Restrukt representatives insist that Martsinkevich is no longer personally involved in politics, though the organization allies itself with Russia’s National-Socialist Party — a neo-Nazi group that garnered international notoriety in 2007, when it decapitated an ethnic minority on video. Prior to his arrest, Martsinkevich led Format18, a neo-Nazi collective that spread anti-immigrant vitriol and violent videos across the web.
Anzhey Kmitits, one of Martsinkevich’s “comrades” at Restrukt, says the organization has grown rapidly in recent months. He claims to have established 10 regional offices across Russia, estimating that there are more than 500 activists currently engaged in its ongoing “social projects” — including Occupy Pedofilyay.
“Pedophilia, in our understanding, is an important indicator of the state of society — its flaws and weaknesses,” Kmitits said in a translated VK message to The Verge. “We strive to help the public become better and stronger, to assume some of the functions of the state, which itself is neither willing nor able to deal with such problems.”
There are hundreds of active VK groups devoted to Occupy Pedofilyay or Gerontifilyay. The largest has more than 75,000 followers, and 20 other groups have more than 1,000. Their common symbol is a bent thumbs-up sign, modeled after the Facebook “like” icon, though Kmitis says it has no special significance.
Martsinkevich’s well-manicured persona has inspired a legion of young cult followers to follow in his footsteps. Occupy Gerontifilyay was started in 2012 by Philip Dyonits, a 16-year-old Slasher protege who used to lure alleged pedophiles with fake dating profiles before breaking off to launch his own group.
Occupy Peodfilyay’s regional affiliate groups are guided by Martsinkevich’s basic ideology — he regularly publishes stylized videos and holds regional seminars — though they operate in different ways. Some clearly resort to physical violence during sting operations (or “safaris,” as they’re called) while others take a more hands-off approach. Dmitry Mikolenko, founder of the Occupy Pedofilyay movement in Kiev, Ukraine, says he doesn’t think violence is “meaningful,” adding that moral abuse is more effective than physical aggression. He acknowledges, however, that his group frequently douses its “live bait” with urine.
The groups also differ in their respective philosophies on law enforcement. Mikolenko says he has no intention of cooperating with local police, alleging that authorities in Kiev are intent on “protecting pedophiles.” But Kmitits and others say they’re on good terms with the police, with some claiming that they closely coordinate their operations.
“They know us,” says Alexander Mikheev, leader of the Occupy Pedofilyay movement in the Russian city of Irkutsk. “We work closely with them, and if we have solid evidence, we call the police and give [the suspect] over.”

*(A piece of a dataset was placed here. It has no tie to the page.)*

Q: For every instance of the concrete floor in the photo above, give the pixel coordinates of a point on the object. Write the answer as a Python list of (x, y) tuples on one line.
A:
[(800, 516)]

The extent to which Martsinkevich dictates Occupy Pedofilyay’s agenda remains unclear. Kmitits says his colleague is in charge of the movement’s Moscow headquarters, and that the various satellite branches are “semi-autonomous.” It is clear, though, that his persona and notoriety have garnered a broader cult following. Both Mikheev and Mikolenko say they’ve never met Martsinkevich in person, and started their respective branches after learning of the movement online.